Jones, who announced his plans to leave last week on the heels of a grocery list of scandals that affected the law enforcement agency, will be a special counsel for the football league.

The former head of the Department of Justice agency charged with enforcing the nation’s gun laws will be in charge of making initial disciplinary rulings for the NFL as reported by the Washington Post.

Jones, a former U.S. attorney, assumed the position of acting director of the ATF in 2011 following the resignation of Kenneth E. Melson in the aftermath of the Fast and Furious scandal. He was confirmed as director in 2013 after a close 53 to 42 Senate vote.

Since the post was established in 1970, the agency has seen a full dozen directors and acting directors.
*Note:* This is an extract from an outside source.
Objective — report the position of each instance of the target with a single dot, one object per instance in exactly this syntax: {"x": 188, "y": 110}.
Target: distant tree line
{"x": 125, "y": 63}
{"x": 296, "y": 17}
While long serving early holders of the post such as Rex D. Davidson and Stephen Higgins maintained their position for eight and eleven years respectively, since 2004 the assignment has been a revolving door with no less than seven directors in the past decade — of which Jones had been the longest serving.

Gun rights advocates weighed in on the NFL’s newest acquisition.

“I guess now in the NFL we will see a lot less passing and a lot more gun running,” Alan Gottlieb, the Chairman of the Citizens Committee for the Right to Keep and Bear Arms (CCRKBA) and the founder of the Second Amendment Foundation told Guns.com Thursday.